Friday, July 15, 2011

This Is New

I saw Him today. It's been so long. I had nearly forgotten just how unnatural He looks. I'm not a good enough writer to give you a good explanation. But then you've all seen Him, or you wouldn't be reading this.

I was leaving Wendy's when He appeared. Right there, on the sidewalk. Nobody else noticed Him. They just walked around Him. I dropped to my knees and lowered my head. People noticed that. But I was too busy to care. Too busy fighting the nausea, the dizziness. The fast food wasn't helping.

He dropped a briefcase. That's the new thing I meant in the title. After a few minutes, my head cleared. He was gone. The briefcase remained. I picked it up. I knew He wanted me to. He wouldn't have done it otherwise.

Anyway, I have His briefcase right here. It looks sort of like the one I put in above this paragraph. The biggest visible difference is there's no keyhole. It's locked, and it can't be unlocked. Doesn't feel like there's much inside. Oh, but that's the weird part. It doesn't feel like leather. It's cold, even in the hot sun, and it's slippery. I must have dropped it half a dozen times already. It smells bad too, like a hospital.

It's unpleasant and people keep looking at me funny for having it. I don't want to keep it for long. He can have it back, and the sooner the better.

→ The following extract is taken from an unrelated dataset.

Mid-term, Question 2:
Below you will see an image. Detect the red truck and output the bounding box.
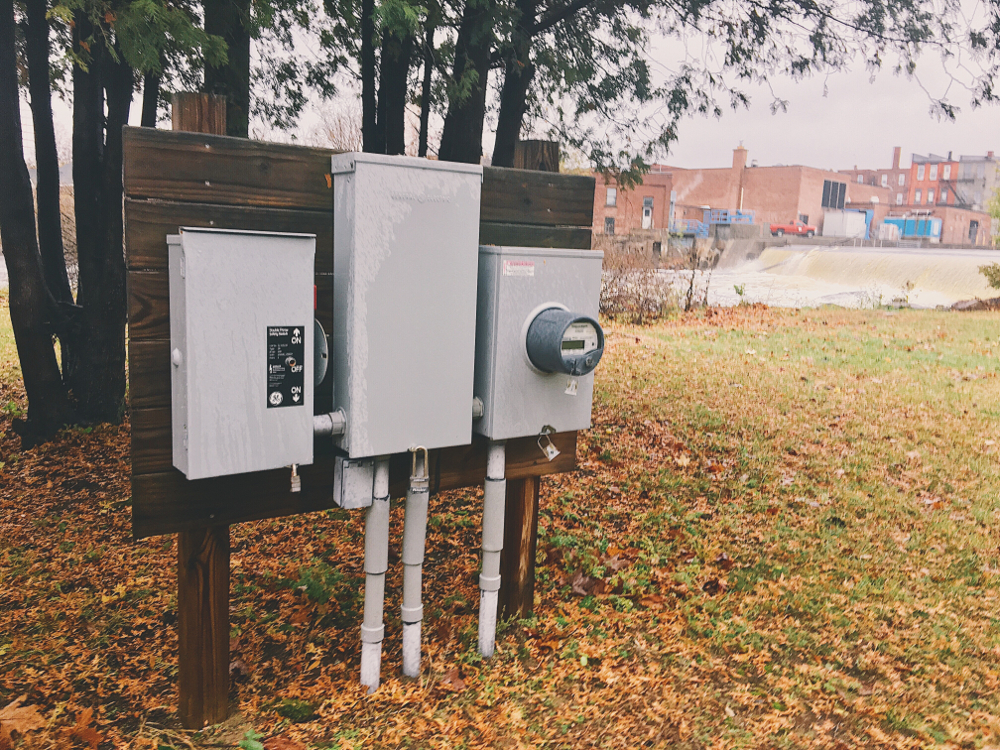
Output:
[771,221,816,237]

On another unrelated note, for anybody who has contacted me by email or will do so, ignore the name I gave them. It's not mine and never was. Doesn't mean anything either, not like Atalanta.


  1. Hrm. Try cutting it open? I'm admittedly curious as to what's inside.

    Also, I never did compliment you on the symbolism of your chosen name.

    Be careful.


  2. That is a very nice briefcase.

    The Mad Ventriloquist is curious about what is in the case, but if Atalanta is not meant to know what is inside, she won't. Probably. The Mad Ventriloquist isn't an expert on magic suitcases. He wonders if there's a degree for that.